L'âme de Gengis Khan est partout et l'empereur est célébré tel un Dieu ! Il est cité en exemple, on érige des statues monumentales à sa gloire et le drapeau mongol est partout fièrement levé. Les principales activités physiques et sportives d'aujourd'hui sont celles du 12ème siècles et honorées chaque année à la fête nationale du Naadam. Chaque famille compte parmi elle des lutteurs, des archers, des cavaliers, des chasseurs à l'aigle émérites. Les loisirs d'hiver sont encore les jeux de lancer d'osselets ou de cartes autour du poêle alimenté au bois et à la bouse de yack. Ceci dit, les stations de ski fleurissent aussi en montagne.
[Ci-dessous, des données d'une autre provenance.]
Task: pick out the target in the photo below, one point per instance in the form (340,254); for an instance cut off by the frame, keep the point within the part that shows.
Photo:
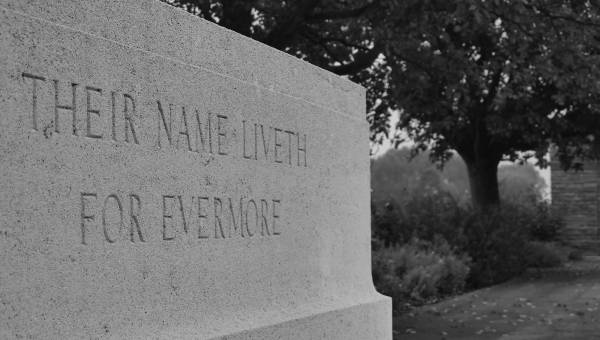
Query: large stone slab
(165,178)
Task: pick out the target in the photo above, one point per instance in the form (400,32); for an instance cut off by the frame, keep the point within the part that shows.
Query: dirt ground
(552,304)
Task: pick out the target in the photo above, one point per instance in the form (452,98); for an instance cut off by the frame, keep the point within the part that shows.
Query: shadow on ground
(560,304)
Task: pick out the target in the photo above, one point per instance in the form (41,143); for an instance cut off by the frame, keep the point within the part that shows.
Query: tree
(494,80)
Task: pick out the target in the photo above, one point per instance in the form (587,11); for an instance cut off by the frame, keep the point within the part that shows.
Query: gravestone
(576,198)
(165,178)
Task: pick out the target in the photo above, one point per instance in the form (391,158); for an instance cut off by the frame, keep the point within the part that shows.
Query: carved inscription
(118,218)
(89,111)
(73,108)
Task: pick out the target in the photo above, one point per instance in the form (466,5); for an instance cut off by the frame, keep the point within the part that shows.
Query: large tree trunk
(483,180)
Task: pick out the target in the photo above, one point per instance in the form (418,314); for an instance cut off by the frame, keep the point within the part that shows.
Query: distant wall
(575,196)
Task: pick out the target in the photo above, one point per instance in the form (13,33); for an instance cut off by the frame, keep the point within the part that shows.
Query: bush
(543,255)
(497,243)
(496,240)
(575,255)
(544,225)
(419,272)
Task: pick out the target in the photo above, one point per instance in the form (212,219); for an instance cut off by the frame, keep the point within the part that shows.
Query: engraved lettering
(303,149)
(220,133)
(113,106)
(277,145)
(88,100)
(234,223)
(184,130)
(167,216)
(275,217)
(129,114)
(218,223)
(201,216)
(35,80)
(264,210)
(135,206)
(290,134)
(182,213)
(250,234)
(85,216)
(265,142)
(167,127)
(72,108)
(201,139)
(244,141)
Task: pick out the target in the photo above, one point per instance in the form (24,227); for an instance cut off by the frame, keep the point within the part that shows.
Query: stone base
(369,321)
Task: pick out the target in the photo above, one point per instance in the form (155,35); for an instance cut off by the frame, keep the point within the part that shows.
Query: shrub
(497,243)
(497,239)
(575,255)
(419,271)
(544,225)
(543,255)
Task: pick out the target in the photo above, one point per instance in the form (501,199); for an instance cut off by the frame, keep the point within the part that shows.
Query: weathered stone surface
(163,177)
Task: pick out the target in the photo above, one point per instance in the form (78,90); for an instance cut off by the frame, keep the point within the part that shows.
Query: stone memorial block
(166,178)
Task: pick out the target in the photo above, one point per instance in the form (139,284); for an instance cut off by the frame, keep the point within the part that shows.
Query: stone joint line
(178,61)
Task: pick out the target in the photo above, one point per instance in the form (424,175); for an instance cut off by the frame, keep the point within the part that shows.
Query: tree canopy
(495,80)
(491,79)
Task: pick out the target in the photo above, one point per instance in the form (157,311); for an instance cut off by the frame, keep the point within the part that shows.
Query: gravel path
(553,304)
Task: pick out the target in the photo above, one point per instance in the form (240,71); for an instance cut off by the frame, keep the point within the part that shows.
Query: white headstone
(165,178)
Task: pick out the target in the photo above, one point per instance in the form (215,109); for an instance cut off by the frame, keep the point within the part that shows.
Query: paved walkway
(556,304)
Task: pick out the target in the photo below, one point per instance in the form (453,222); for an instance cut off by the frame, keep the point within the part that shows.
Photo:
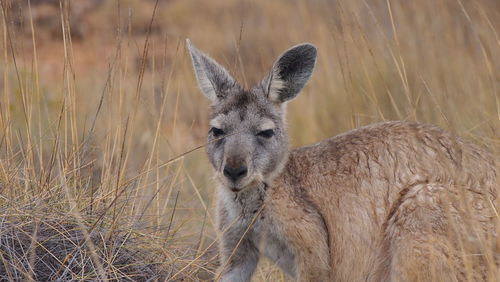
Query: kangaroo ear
(213,80)
(290,73)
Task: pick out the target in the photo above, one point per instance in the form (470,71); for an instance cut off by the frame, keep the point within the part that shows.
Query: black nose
(235,173)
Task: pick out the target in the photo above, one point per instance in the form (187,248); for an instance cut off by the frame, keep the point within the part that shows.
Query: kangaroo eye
(217,132)
(266,133)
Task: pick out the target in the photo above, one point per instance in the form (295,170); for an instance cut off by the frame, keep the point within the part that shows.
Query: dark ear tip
(306,49)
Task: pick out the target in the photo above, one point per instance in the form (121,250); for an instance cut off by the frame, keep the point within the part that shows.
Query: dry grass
(99,113)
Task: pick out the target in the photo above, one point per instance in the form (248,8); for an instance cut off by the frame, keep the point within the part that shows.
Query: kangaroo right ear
(213,80)
(290,73)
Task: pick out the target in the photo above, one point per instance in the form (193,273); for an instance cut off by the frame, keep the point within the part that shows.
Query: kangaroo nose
(235,173)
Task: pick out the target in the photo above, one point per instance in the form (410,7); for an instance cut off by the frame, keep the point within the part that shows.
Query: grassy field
(102,167)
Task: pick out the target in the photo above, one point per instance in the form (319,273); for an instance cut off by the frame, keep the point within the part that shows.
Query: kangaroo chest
(263,230)
(273,244)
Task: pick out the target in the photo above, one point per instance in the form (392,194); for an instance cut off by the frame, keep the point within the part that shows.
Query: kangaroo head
(248,141)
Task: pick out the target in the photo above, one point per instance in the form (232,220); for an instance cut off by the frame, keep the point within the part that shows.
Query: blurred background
(102,126)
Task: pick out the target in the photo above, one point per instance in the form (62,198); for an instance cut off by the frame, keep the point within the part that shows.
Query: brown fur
(394,201)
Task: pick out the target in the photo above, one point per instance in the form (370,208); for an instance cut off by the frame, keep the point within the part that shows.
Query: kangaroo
(392,201)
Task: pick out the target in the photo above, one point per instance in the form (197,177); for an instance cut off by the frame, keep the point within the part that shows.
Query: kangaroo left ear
(213,80)
(290,73)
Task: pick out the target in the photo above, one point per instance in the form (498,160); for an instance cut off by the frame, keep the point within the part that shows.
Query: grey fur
(367,205)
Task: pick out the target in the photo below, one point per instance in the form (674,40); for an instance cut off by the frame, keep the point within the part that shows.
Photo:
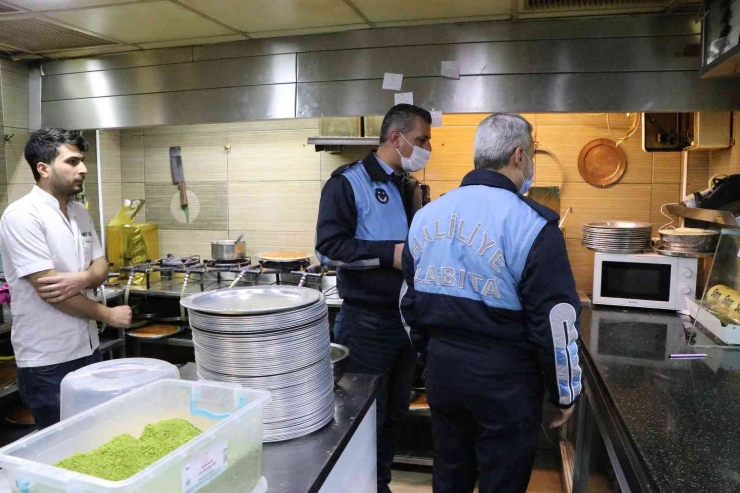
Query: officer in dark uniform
(490,300)
(364,216)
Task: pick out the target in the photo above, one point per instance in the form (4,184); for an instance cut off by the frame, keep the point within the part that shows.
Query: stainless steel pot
(228,250)
(689,239)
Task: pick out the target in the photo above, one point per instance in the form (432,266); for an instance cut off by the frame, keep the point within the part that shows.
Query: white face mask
(419,158)
(526,182)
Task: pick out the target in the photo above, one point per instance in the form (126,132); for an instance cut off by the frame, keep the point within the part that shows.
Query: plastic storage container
(226,457)
(98,383)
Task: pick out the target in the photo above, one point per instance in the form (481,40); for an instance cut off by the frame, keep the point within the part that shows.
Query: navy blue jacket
(364,212)
(487,280)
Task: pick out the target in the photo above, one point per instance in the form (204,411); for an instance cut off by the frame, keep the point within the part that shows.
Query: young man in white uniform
(53,260)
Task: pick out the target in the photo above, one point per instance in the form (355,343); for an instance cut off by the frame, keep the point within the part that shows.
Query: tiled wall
(257,177)
(268,183)
(262,178)
(15,175)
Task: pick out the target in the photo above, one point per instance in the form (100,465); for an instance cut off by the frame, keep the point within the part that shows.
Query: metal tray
(252,300)
(673,253)
(297,258)
(133,334)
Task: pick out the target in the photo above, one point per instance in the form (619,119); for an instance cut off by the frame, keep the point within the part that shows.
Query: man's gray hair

Conscients de la fragilité de leur condition mais aussi de leur glorieux passé, ils se revendiquent souverainistes..."pour leur survie", disent-ils. Mais comment lutter contre la marche du temps et jusqu'à quand ?


Le passé mongol n'a pas commencé du temps du grand empereur, loin s'en faut. Notre anthropologue me confirme que ce peuple nomade a conquit une immense partie de la planète en passant par le détroit de Béring. Les inuits, les lapons et autres amérindiens du Nord au Sud sont tous des descendants des peuples des steppes d'Asie centrale...et là, pas de doute possible, c'est la génétique qui parle ! D'ailleurs, il nous suffit de regarder la photo de notre ami péruvien Marcos, rencontré à Jaisalmer (ville étape de la route de la soie en Inde), pour nous convaincre d'une ressemblance troublante avec les hommes croisés en ville.


Ça y est, le grand jour est arrivé. Odmaa et Ogui passent nous chercher à l'hôtel aux premières heures de la matinée et nous prenons la direction du Sud après avoir fait un premier ravitaillement à la sortie de la ville.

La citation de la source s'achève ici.